- Born: Jeffrey Alan Wilke 1966 (age 59–60) Pittsburgh, Pennsylvania, U.S.
- Education: Princeton University (BSE), Chemical Engineering Massachusetts Institute of Technology (SM), Chemical Engineering, (MBA), Management
- Occupations: Businessman; Engineer; Investor;
- Title: CEO of Amazon Worldwide Consumer

= Jeff Wilke =

American businessman and executive (born 1966)

Jeffrey Alan Wilke (born 1966) is an American businessman and engineer. He was chief executive officer of Amazon's worldwide consumer business from 2016 to 2021 and was previously a senior vice president overseeing Amazon's North American retail and worldwide operations.
== Early life ==
Jeff Wilke was born in 1966 at Allegheny General Hospital in Pittsburgh, Pennsylvania, and grew up in the suburb of Green Tree, Pennsylvania. He attended and graduated from Keystone Oaks High School, located in neighboring Mt. Lebanon, where he played baseball. Wilke attended Princeton University, where he studied chemical engineering and earned a B.S.E.. He subsequently attended the Massachusetts Institute of Technology's Leaders for Global Operations program, earning an S.M. in chemical engineering and an MBA in 1993.

== Career ==

=== Amazon ===
Wilke joined Amazon in 1999 and initially worked in the company's operations organization. Following Amazon's growth, Wilke subsequently held a series of increasingly senior positions within Amazon's retail and operations businesses. In January 2007, he became senior vice president of North America Retail. In February 2012, he was promoted to senior vice president of Consumer Business.

In April 2016, Wilke became chief executive officer of Amazon's Worldwide Consumer business. In that position, he oversaw Amazon's retail and third-party marketplace businesses as well as operations, marketing, Prime, technology, and other consumer-facing businesses. During his tenure, his organization was responsible for the launch and expansion of products and services including Prime Video, Prime Now, Prime Day, and Amazon Fashion. He also oversaw the integration of Whole Foods Market following Amazon's acquisition of the company in 2017.
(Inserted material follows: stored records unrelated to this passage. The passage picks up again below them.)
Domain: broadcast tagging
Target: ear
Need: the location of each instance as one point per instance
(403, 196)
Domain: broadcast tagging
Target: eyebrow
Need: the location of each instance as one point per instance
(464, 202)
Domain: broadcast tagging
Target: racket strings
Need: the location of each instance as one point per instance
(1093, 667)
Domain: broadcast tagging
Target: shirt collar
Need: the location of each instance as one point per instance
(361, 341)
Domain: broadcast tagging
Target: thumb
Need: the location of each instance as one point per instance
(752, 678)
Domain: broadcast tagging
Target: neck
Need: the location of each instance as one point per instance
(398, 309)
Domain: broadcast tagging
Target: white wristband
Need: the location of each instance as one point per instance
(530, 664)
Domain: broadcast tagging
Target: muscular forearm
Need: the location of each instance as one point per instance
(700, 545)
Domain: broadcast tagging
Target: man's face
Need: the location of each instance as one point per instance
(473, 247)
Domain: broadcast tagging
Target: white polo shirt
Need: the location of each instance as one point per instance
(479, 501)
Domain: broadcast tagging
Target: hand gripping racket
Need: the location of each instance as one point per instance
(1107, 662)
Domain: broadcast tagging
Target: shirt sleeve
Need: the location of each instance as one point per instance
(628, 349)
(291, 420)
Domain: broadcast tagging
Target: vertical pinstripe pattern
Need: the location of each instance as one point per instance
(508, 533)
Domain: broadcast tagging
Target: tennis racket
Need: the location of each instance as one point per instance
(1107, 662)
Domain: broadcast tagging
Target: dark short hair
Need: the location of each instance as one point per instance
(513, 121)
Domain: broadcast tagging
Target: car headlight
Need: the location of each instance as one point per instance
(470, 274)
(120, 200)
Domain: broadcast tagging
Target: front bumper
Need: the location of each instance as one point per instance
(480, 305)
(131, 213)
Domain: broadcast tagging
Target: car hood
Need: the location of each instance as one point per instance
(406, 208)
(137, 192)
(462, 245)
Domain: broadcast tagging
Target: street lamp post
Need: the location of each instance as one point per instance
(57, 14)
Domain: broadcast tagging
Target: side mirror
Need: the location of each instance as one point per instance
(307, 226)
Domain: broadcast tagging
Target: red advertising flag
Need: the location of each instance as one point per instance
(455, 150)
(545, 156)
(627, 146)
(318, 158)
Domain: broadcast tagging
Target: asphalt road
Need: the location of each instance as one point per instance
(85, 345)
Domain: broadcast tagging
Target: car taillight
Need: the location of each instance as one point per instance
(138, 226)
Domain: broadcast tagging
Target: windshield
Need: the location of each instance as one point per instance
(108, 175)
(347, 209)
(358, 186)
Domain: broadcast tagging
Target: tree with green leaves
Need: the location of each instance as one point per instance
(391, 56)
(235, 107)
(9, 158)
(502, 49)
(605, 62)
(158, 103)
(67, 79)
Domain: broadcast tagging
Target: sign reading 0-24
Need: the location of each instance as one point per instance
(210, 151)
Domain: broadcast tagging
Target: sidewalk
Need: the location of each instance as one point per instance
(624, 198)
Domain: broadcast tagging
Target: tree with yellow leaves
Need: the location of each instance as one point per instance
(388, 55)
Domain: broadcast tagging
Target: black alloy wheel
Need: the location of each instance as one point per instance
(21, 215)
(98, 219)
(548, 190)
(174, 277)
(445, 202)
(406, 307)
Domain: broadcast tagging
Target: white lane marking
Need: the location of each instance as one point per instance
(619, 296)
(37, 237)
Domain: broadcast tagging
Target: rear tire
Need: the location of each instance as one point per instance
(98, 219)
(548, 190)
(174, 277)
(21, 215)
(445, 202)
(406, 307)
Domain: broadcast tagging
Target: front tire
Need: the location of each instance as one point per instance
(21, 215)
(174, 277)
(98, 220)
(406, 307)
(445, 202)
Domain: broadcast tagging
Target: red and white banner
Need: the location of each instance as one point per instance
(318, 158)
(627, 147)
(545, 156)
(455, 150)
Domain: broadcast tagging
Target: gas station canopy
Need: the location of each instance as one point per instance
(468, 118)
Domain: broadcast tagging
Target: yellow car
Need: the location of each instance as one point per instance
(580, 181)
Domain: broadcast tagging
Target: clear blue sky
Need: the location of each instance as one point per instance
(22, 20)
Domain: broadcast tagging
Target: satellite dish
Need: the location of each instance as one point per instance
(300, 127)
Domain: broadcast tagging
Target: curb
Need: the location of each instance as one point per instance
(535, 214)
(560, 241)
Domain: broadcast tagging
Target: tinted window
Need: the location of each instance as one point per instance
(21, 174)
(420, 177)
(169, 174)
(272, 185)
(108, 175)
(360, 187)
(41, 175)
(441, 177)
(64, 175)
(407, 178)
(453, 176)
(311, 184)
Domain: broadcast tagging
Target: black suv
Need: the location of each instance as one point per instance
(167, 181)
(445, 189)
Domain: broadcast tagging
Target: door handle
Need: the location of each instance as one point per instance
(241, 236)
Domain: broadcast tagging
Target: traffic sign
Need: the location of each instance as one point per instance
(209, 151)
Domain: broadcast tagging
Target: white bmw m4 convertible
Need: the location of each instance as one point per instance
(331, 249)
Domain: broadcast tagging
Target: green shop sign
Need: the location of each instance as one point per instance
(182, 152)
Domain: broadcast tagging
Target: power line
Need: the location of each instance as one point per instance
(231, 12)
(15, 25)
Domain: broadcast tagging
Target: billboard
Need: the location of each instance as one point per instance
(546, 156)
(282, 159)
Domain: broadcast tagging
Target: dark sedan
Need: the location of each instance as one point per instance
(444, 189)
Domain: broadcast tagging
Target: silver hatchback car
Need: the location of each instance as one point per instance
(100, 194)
As CEO of Worldwide Consumer, Wilke became one of Amazon's highest-ranking executives and was regarded as a potential successor to founder and current CEO Jeff Bezos. In 2020, Amazon announced that Wilke would retire in the first quarter of 2021 after 21 years at Amazon. Dave Clark, then senior vice president of retail operations, was named as his successor.

=== Other ventures ===
Following his retirement from Amazon, Wilke became chairman and co-founder of Re:Build Manufacturing, a manufacturing company focused on combining advanced technologies with traditional manufacturing businesses. The company includes Slate Auto. Wilke has also been on the board of Code.org.

== Personal life ==
Wilke is married to Liesl Wilke, an author, screenwriter, and playwright. The couple met while attending Princeton University and have two daughters, whom they raised in the Seattle, Washington area. They established the Wilke Family Foundation in 2007 and have supported organizations focused on education, technology, and other philanthropic causes.